A tentative, partial, ‘phase one’ trade truce [UPDATE]
The infographic above, tweeted by scholar Ankit Panda, accurately describes some of the events of the week in Washington, D.C.
Chinese vice premier and chief trade negotiator Liú Hè’s 刘鹤 visit to Washington, D.C., has yielded a tentative, partial truce.
The Wall Street Journal reports that the U.S. and China have reached a “Tentative ‘Phase One’ Trade Pact.” The very few details we have so far:
The agreement includes China’s agreement to purchase $40 billion to $50 billion in U.S. agricultural products and a commitment to open itself further to international financial services, Mr. Trump said. The pact that officials are calling a first phase will be finalized in three to five weeks, Mr. Trump said after a meeting with Mr. Liu in the White House.
They cited progress on several other matters, without offering specific details, including the potential for agreement on intellectual property protections and currency manipulation. Mr. Trump’s trade adviser, Robert Lighthizer, also said the president hadn’t decided yet on whether to follow through on additional tariffs set to be imposed in December.
The countries were unable to finish a planned pact to curb currency manipulation, but Treasury Secretary Steven Mnuchin said discussions were “almost complete.” Mr. Trump also cited “good progress” on discussions to prevent the forcible transfer of technology in China.
The most immediate practical impact of this agreement is that tariffs will not go up on October 15, as had been scheduled, CNBC reports. The Washington Post says that “Trump and Chinese President Xi Jinping could meet to finalize such an agreement in Chile at an Asian-Pacific leaders summit in mid-November.” However:
Some China hawks were unimpressed by the agreement.
“It’s basically some purchases and a bunch of fluff because no one in the administration really wants to go through with the tariffs anyway,” said Derek Scissors, a China expert at the American Enterprise Institute…
Friday’s announcement leaves the toughest U.S.-China issues for future negotiations, including Trump’s demands for far-reaching structural changes in the state-directed Chinese economy.
Also left undecided is “whether [the U.S.] will extend a license allowing Chinese telecommunications company Huawei to continue buying American parts when it expires Nov. 18.”

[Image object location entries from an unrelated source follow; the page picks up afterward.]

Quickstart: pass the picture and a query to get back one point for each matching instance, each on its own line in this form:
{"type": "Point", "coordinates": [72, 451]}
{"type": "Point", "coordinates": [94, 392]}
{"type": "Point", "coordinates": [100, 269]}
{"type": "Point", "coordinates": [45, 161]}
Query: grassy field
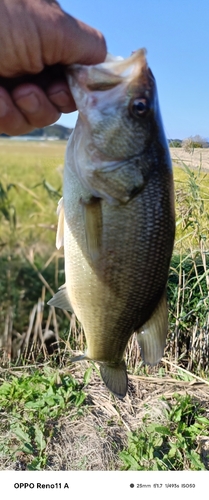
{"type": "Point", "coordinates": [56, 417]}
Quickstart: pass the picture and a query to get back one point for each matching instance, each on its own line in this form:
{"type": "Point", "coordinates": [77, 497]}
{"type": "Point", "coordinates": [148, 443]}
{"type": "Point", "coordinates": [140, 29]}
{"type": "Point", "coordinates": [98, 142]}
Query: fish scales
{"type": "Point", "coordinates": [118, 222]}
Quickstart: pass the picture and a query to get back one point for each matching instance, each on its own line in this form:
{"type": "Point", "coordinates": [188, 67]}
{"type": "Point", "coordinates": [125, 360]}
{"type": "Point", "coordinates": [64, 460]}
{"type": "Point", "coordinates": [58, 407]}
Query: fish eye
{"type": "Point", "coordinates": [139, 107]}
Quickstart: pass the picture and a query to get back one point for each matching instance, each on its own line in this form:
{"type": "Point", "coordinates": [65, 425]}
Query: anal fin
{"type": "Point", "coordinates": [152, 335]}
{"type": "Point", "coordinates": [92, 213]}
{"type": "Point", "coordinates": [115, 378]}
{"type": "Point", "coordinates": [60, 226]}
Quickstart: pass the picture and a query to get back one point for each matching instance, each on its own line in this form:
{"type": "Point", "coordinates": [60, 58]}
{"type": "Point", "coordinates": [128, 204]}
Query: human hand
{"type": "Point", "coordinates": [36, 39]}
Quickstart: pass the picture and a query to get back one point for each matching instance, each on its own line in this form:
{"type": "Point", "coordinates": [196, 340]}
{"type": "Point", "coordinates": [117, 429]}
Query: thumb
{"type": "Point", "coordinates": [78, 43]}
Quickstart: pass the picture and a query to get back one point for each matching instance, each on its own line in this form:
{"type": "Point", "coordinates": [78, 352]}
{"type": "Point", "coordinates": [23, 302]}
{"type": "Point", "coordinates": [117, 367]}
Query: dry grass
{"type": "Point", "coordinates": [191, 159]}
{"type": "Point", "coordinates": [93, 441]}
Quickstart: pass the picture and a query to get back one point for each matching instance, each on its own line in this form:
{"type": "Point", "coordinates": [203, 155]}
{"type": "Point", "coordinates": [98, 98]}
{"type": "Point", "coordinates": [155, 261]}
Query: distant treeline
{"type": "Point", "coordinates": [57, 131]}
{"type": "Point", "coordinates": [190, 143]}
{"type": "Point", "coordinates": [62, 133]}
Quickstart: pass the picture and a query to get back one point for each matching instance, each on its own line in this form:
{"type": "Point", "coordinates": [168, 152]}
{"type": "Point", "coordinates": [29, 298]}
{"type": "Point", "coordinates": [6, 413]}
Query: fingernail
{"type": "Point", "coordinates": [28, 103]}
{"type": "Point", "coordinates": [60, 98]}
{"type": "Point", "coordinates": [3, 107]}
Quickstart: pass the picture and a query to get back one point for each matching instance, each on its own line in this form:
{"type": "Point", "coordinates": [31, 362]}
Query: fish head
{"type": "Point", "coordinates": [118, 106]}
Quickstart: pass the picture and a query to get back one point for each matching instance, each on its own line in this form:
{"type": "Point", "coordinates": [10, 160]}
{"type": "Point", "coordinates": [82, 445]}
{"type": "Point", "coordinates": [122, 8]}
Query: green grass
{"type": "Point", "coordinates": [171, 446]}
{"type": "Point", "coordinates": [32, 168]}
{"type": "Point", "coordinates": [33, 401]}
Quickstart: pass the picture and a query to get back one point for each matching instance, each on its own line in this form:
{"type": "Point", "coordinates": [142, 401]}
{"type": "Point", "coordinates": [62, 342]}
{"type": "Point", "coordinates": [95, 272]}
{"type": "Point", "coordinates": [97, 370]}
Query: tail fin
{"type": "Point", "coordinates": [115, 378]}
{"type": "Point", "coordinates": [152, 335]}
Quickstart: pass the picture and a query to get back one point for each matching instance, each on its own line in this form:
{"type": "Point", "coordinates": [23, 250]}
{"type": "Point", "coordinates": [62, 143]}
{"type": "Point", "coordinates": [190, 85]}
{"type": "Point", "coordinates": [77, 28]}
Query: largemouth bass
{"type": "Point", "coordinates": [116, 217]}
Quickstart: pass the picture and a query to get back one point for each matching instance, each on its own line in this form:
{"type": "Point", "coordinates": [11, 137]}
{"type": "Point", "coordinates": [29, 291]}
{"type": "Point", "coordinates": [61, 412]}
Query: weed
{"type": "Point", "coordinates": [34, 403]}
{"type": "Point", "coordinates": [172, 446]}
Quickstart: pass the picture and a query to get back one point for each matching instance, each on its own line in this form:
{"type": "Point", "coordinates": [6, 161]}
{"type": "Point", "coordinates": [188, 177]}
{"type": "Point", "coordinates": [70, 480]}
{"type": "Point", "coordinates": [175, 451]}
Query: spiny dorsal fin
{"type": "Point", "coordinates": [115, 378]}
{"type": "Point", "coordinates": [60, 226]}
{"type": "Point", "coordinates": [92, 213]}
{"type": "Point", "coordinates": [61, 299]}
{"type": "Point", "coordinates": [152, 335]}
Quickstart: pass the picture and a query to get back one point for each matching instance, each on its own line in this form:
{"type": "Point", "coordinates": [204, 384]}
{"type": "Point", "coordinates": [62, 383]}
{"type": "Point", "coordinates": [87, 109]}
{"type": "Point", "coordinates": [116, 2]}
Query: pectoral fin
{"type": "Point", "coordinates": [92, 213]}
{"type": "Point", "coordinates": [152, 336]}
{"type": "Point", "coordinates": [115, 378]}
{"type": "Point", "coordinates": [61, 299]}
{"type": "Point", "coordinates": [60, 227]}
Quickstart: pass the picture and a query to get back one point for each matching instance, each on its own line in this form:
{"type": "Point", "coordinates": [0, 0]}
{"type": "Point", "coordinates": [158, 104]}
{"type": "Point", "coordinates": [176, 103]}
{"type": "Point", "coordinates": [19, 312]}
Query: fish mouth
{"type": "Point", "coordinates": [109, 74]}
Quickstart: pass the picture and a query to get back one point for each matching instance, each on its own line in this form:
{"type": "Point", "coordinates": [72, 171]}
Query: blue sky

Nevertheless, the slight lessening of tensions and delay of tariffs was cheered by financial markets, as the Dow Jones rose over 300 points, CNBC notes.
Other news related to U.S.-China trade and technology tensions:
“China has announced a timetable for lifting limits on foreign ownership of some finance businesses, starting with futures traders on Jan. 1, as Beijing tries to make its slowing economy more competitive and efficient,” the AP reports.
“Vietnam has emerged as one of the largest beneficiaries of the trade dispute between Washington and Beijing. Exports to the United States were up 21.5 percent in the first eight months of this year, and several companies including Google parent Alphabet Inc and Nintendo have announced new plans to open facilities in the country,” according to Reuters.
“Global prosperity and peace are at risk if Beijing and Washington do not resolve their conflict soon,” write Kevin Rudd, Helen Clark, and Carl Bildt, the former prime ministers of Australia, New Zealand, and Sweden, in a New York Times op-ed. The authors say their view is shared by former prime ministers and presidents in France, Canada, Italy, the Netherlands, Mexico, and South Korea.
UPDATE, 10/15: What Trump called over the weekend “by far…the greatest and biggest deal ever made for our Great Patriot Farmers in the history of our Country” is in fact exactly what Scott Kennedy of the Center for Strategic and International Studies called it: an “invisible deal.”
A very generic readout from Chinese state media Xinhua says, “the two sides achieved substantial progress…discussed the arrangement for future consultations, and agreed to make joint efforts toward eventually reaching an agreement.”
Bloomberg now reports that even for this limited agreement, “China wants to hold more talks this month to hammer out the details of the ‘phase one’ trade deal touted by Donald Trump before Xi Jinping agrees to sign it.”